За последние три месяца он не заработал ни одного рубля. Дважды удавалось взять в долг у знакомых художников. Один одолжил пятьдесят долларов, другой дал триста рублей. Но разве это деньги? Нужно было собираться и снова выезжать куда-то в областные театры, чтобы сделать халтуру и привести домой хотя бы несколько тысяч рублей. К этому вторнику у них осталось дома около тысячи рублей. Нужно было заплатить за квартиру и как-то прокормиться еще две или три недели. Он надеялся, что после этого ему переведут деньги из Тулы, хотя их могли и не перевести вовремя. Нужно было отложить деньги на поездку в Нижний Новгород, куда его давно приглашали работать. В общем, нужно было иметь как минимум в несколько раз больше денег. Но их не было. И Булочкин не видел никаких перспектив. Продавать из дома вещи было последним делом. Машину он уже продал.

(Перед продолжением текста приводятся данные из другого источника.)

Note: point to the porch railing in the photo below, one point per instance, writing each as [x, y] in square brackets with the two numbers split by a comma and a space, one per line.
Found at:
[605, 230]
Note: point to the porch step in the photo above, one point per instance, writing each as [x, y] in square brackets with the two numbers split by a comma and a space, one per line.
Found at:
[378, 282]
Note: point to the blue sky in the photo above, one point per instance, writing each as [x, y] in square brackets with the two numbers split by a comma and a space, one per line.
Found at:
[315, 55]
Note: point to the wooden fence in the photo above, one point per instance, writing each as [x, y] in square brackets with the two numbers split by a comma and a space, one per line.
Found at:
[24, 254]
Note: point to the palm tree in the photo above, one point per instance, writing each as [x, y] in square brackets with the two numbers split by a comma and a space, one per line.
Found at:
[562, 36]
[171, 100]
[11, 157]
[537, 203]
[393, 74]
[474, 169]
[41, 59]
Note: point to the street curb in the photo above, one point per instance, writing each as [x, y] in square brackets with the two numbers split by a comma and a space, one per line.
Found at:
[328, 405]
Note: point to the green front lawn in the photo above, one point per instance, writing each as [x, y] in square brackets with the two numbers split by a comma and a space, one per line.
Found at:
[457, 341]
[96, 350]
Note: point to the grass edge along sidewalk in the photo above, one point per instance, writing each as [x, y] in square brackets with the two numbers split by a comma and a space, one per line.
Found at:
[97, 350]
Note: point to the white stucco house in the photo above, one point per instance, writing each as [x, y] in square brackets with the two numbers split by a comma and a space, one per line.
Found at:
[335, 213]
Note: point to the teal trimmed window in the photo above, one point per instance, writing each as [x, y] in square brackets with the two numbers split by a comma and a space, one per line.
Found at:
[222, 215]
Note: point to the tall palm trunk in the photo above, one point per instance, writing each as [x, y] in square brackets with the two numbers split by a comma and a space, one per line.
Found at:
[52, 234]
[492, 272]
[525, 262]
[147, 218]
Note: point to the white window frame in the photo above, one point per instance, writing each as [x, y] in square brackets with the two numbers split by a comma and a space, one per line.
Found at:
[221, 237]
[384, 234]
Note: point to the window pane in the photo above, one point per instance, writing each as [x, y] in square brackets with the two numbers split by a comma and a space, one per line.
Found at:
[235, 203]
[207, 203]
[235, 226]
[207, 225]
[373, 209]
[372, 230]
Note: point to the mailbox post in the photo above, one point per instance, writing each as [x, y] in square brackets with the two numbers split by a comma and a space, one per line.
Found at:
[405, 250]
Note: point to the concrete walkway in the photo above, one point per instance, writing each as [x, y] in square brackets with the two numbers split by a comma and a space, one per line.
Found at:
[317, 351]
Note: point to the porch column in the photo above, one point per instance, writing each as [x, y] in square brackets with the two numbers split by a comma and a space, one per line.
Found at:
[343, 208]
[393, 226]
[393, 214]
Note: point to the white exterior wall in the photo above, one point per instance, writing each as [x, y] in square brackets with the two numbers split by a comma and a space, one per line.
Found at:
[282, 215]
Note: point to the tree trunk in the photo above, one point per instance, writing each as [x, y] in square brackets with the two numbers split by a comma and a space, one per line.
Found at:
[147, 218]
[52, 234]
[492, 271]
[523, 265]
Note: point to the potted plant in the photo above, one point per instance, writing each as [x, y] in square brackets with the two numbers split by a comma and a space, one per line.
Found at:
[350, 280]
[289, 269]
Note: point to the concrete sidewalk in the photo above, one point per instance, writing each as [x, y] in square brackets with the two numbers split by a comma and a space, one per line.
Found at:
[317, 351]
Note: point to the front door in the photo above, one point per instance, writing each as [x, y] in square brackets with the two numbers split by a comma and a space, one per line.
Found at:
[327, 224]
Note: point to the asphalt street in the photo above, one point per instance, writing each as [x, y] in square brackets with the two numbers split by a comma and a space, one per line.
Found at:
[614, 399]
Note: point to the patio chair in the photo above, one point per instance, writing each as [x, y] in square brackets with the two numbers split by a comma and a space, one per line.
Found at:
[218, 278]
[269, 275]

В это утро Рита снова задала свой «фирменный» вопрос – спросила, сколько у них денег. Он обшарил все карманы и нашел сорок четыре рубля.

Когда он сообщил ей, сколько денег осталось дома, она устроила очередную истерику. Рита кричала, что он обрек их на голодную смерть, что она всегда подозревала его в бездарности. «Твои дерьмовые рисунки никому не были нужны! – орала она. – И еще ты весь день сидишь дома, вместо того чтобы работать, как все нормальные люди. Почему ты не можешь устроиться маляром?» – бушевала Рита.

Денис Иванович обычно не ругался и не отвечал на ее упреки. Только поэтому они могли еще жить, не убивая друг друга. Он уходил в свою комнату, превращенную в мастерскую, и начинал работать. Рита сначала ругалась, потом плакала, потом врывалась в его комнату, иногда крушила что-нибудь или била посуду. А потом успокаивалась и звонила кому-нибудь из своих подруг. Это было ее любимой отдушиной. Она могла часами разговаривать со своими подругами, и Булочкин морщился, слыша, как она истерически хохочет, разговаривая по телефону. Слава богу, плата за телефон еще не была повременной и она могла позволить себе говорить часами.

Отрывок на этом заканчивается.